A quick breakdown of what willows law contains
Legal Duty for Schools to Act Within 72 Hours — Including Off-Site Bullying
Why This Matters
Too many schools hide behind loopholes.
They say bullying “isn’t their responsibility” if it happens:
Outside school gates
On the bus
Online
On weekends
On school trips
Even when it involves the same children, the same peer group, and the same community they are responsible for.
This failure has deadly consequences.
It’s exactly what happened to Willow Lee.
Willow was bullied in multiple places — physically, emotionally, digitally.
She came home in pain, distressed, with visible injuries and trauma no child should ever carry.
And not once did the school notify her parent.
The trauma didn’t end when the bell rang.
The school’s duty of care shouldn’t either.

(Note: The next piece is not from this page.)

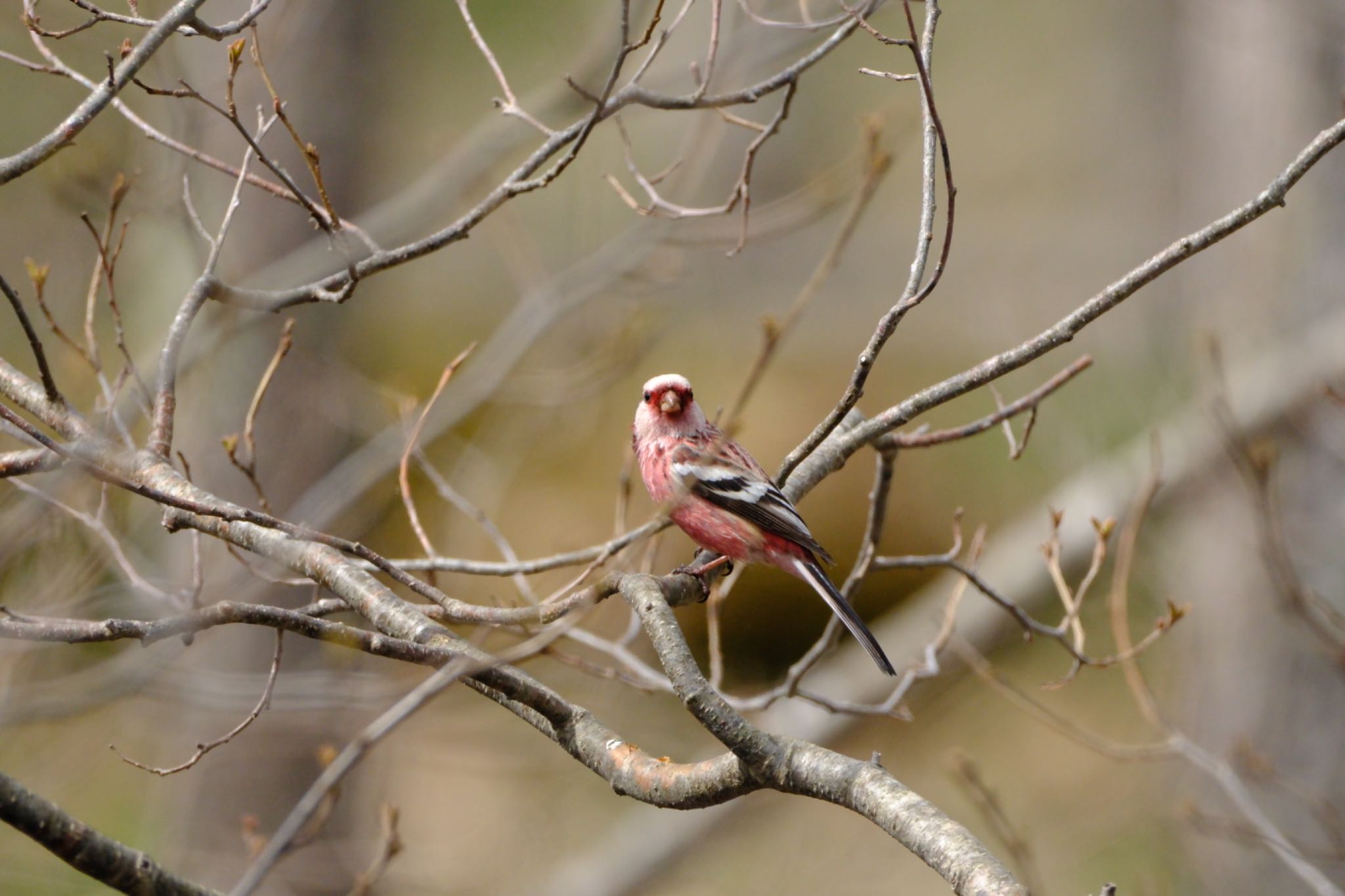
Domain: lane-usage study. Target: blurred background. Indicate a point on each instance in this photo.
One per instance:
(1084, 139)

What Willow’s Law Requires
Schools MUST Act Within 72 Hours
Every school will have a legally binding duty to respond to bullying within 72 hours — no matter where it happened.
This includes bullying:
On school property
On the way to or from school
On public transport
Online (social media, group chats, gaming platforms)
In any public or private space involving students from the same school
If something happens on a Friday, the school must act by Monday.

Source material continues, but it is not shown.